We have also gone through the decision of the Co-ordinate Bench Ahmedabad on which ld. counsel has also placed reliance. The Co-ordinate Bench of Ahmedabad vide ITA Nos. 28 to 58 & 60 to 73/Ahd/2012 in the case of Parshwa Corporation and other asseessees on similar issue and facts has held that notice u/s. 153C is invalid as the basic condition for issuing of notice u/s. 153C is not satisfied as no satisfaction has been recorded by the assessing officer of the person searched. We have gone through the above referred decision of the Co-ordinate Bench of ITAT and relevant part of the decision is reproduced as under:-
"18. From the above, it is clear no satisfaction is recorded by the Assessing Officer of person searched. The Assessing Officer of assessee did not record any satisfaction prior to issue of notice u/s 153C. The so-called satisfaction recorded in the notice u/s 153C is totally vague. It has not specified which valuable articles/things/books of accounts/documents were found from Shri Rameshbhai B. Shah which belongs to the assessee. In the assessment order the Assessing Officer has mentioned that in the laptop of Shri Rameshbhai B. Shah the data pertaining to the assessee were found and on that basis notices u/s 153C have been issued. However, in the notice u/s 153C, wherein the Assessing Officer is claimed to have been recorded the satisfaction for issue of the notice, I.T(SS).A No. 188,189,190 & 191/Ahd/2015 A.Y. 2010-11 to 2011-12 Page No 16 M/s. Sanghvi Developers & Mohan D. Bharwad vs. DCIT there is no mention about such laptop or the alleged data in such laptop which is claimed to be belonged to the assessee. In view of above, we have no hesitation to hold that the basic condition for issue of notice u/s 153C has not been satisfied.

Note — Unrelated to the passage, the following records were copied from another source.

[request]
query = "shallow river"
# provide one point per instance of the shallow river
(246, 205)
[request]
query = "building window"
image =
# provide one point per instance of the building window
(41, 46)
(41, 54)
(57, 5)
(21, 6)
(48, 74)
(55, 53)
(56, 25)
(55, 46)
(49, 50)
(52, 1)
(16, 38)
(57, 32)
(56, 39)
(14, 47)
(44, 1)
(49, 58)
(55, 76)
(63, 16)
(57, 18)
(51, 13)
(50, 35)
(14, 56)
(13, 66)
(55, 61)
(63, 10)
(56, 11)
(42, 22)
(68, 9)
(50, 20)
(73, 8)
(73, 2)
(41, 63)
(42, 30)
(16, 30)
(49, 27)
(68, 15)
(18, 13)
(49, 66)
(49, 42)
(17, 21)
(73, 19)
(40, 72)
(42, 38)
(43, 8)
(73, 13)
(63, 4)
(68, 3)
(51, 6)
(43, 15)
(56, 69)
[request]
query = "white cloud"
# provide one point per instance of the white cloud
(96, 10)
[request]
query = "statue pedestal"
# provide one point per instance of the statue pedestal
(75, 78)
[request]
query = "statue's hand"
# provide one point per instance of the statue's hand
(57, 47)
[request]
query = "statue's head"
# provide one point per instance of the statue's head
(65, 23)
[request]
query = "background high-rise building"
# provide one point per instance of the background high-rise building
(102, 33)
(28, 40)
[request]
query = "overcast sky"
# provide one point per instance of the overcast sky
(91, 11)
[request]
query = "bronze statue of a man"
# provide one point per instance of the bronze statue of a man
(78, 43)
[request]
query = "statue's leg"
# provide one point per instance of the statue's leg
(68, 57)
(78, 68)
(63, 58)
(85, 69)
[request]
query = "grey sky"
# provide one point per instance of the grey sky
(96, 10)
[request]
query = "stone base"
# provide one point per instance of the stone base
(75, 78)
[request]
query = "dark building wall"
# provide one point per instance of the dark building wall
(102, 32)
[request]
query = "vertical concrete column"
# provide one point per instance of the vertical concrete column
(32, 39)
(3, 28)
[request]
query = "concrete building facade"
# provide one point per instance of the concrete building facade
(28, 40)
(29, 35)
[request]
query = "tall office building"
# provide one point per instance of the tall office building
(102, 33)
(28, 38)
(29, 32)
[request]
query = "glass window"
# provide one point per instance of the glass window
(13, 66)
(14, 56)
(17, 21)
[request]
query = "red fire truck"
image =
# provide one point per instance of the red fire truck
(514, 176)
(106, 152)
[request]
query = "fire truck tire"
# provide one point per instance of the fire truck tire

19. The ld. CIT-DR has claimed that any procedural irregularity in the issuance of notice u/s 153C is a curable defect as provided in Section 292B of the Income-tax Act. We are unable to agree with this contention of the ld. Departmental Representative. Section 292B reads as under:-
"292B. No return of income, assessment, notice, summons or other proceeding, furnished or made or issued or taken or purported to have been furnished or made or issued or taken in pursuance of any of the provisions of this Act shall be invalid or shall be deemed to be invalid merely by reason of any mistake, defect or omission in such return of income, assessment, notice, summons or other proceeding if such return of income, assessment, notice, summons or other proceeding is in substance and effect in conformity with or according to the intent and purpose of this Act."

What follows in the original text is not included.